Nyonya Anne mengerjapkan mata merasa ada celah untuk putri palsunya lebih dekat dengan pria yang akan menjadi pewaris keluarga Candika setelah Adiwangsa.


Ini pertama kalinya Aksa berkunjung sendiri. Bahkan mengatakan ingin bertemu dengan putrinya. Dimana itu sangat langka karena biasanya Aksa memilih tetap bersenang-senang dengan para wanitanya.

__ADS_1


"Maaf mengganggu." Maya muncul seraya mengangguk sopan pada Aksa. Pria itu tersenyum menanggapinya. "Nyonya ... ada telepon."


"Katakan aku masih ada tamu." Nyonya Anne tentu tidak ingin meninggalkan kesan buruk pada Aksa jika memilih menerima telepon itu. Ia menolak. Aksa memperhatikan.


"Ini telepon sangat penting, Nyonya." Maya memberitahu beliau untuk menerimanya.


"Tapi aku sedang bicara dengan menantuku, Maya." Nyonya Anne sedikit geram. Maya melebarkan mata seperti sedang ingin mengatakan sesuatu. Aksa menyentuh dagunya seraya mengamati. Nyonya Anne awalnya menyipitkan mata jengkel, tapi kemudian dia paham akan sesuatu. "Oh, ya ... Aku ingat. Itu telepon penting, Maya." Kepala wanita ini mengangguk lega majikannya paham kode darinya. "Sebentar ya Aksa." Nyonya Anne pamit menerima telepon.


"Ya. Silakan."


Dengan terburu-buru nyonya Anne berjalan ke belakang di ikuti oleh Maya di belakangnya.


***


Lisa duduk di salah satu usaha milik Nyonya Anne. Cafe Strawberry. Ini sudah menjelang petang. Karena permintaan nyonya Anne, Lisa segera melesat ke cafe ini.

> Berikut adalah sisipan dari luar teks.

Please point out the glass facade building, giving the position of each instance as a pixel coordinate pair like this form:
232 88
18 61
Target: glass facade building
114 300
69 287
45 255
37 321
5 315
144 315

"Lisa, dimana kamu?" tanya Nyonya Anne di telepon.


"Aksa ingin bertemu. Temui dia di cafe Strawberry. Aku bilang kamu sedang melihat-lihat keadaan cafe."


Lisa sebenarnya ingin menolak. Karena ia sedang bersama Arka. Cowok itu latihan basket karena sebentar lagi ada event lomba.

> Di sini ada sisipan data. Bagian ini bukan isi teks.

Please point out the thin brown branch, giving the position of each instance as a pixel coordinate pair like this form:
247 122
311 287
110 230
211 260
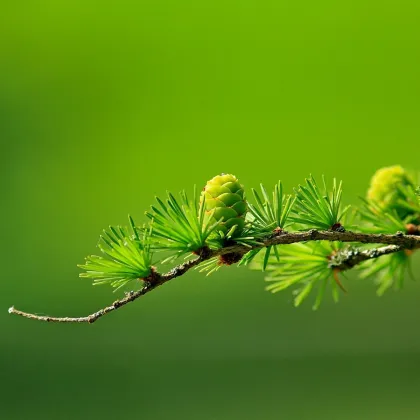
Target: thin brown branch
349 258
395 243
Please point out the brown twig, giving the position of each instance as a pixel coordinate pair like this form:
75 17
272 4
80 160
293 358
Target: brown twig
395 243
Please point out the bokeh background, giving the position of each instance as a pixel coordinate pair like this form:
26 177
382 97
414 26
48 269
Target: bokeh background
103 105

Dia teringat saat Arka bertanya,


"Aksa? Kamu akan menemui dia?" tanya cowok itu saat dirinya berpamitan.


"Ya. Nyonya Anne ingin aku menemuinya." Lisa menggaruk tengkuknya merasa tidak enak.


"Jadi kamu akan sering hilang tiba-tiba seperti ini?"

__ADS_1


"Aku bukan menghilang," ralat Lisa. Arka tersenyum tipis.


"Aku tidak bisa mengantarmu."


"Tidak perlu. Biar aku naik ojek saja. Latihan yang baik, ya. Supaya jadi winner. Semangat!" Lisa dengan kaku memberi semangat. Kemudian melesat pergi. Arka hanya bisa melihat punggung itu dari kejauhan.


Lisa tidak sabar. Ia keluar cafe dan berdiri di depan dinding kaca dengan kesal. Melirik ke arah arloji di tangannya dan berdecak. Ponselnya berdering. Itu Giri. Tumben banget itu bocah bisa online tanpa jasa hotspotnya.


"Apa?"


"Hei, kemana aja? Anak-anak bilang kamu sudah pulang. Kenapa belum nongol di rumah?" Kentara sekali giri dongkol.


"Aku ada perlu."


"Lebih perlu mana, sama warung di rumah?"


"Apaan sih?"


"Bik Sarah nyuruh beliin ini itu yang aku enggak ngerti. Pulang deh sekarang. Bukannya nanti enggak ada jadwal nungguin bapak? Mending sekarang beliin kebutuhannya bi Sarah." Giri ngomel.


"Enggak bisa, Gi."


"Enggak bisa gimana? Kamu enggak kasihan sama bapak yang ada di rumah sakit?!" Giri makin ngomel.


"Kok jadi bawa bapak segala. Kirim via chat yang mau di beli, aku mau belikan semuanya setelah urusan selesai." Lisa mematikan ponselnya. "Kenapa jadi bilang enggak kasihan sama bapak segala. Emangnya selama ini yang bikin kesel bapak siapa? Ya kamu itu Giri." Lisa gantian ngomel ke ponselnya.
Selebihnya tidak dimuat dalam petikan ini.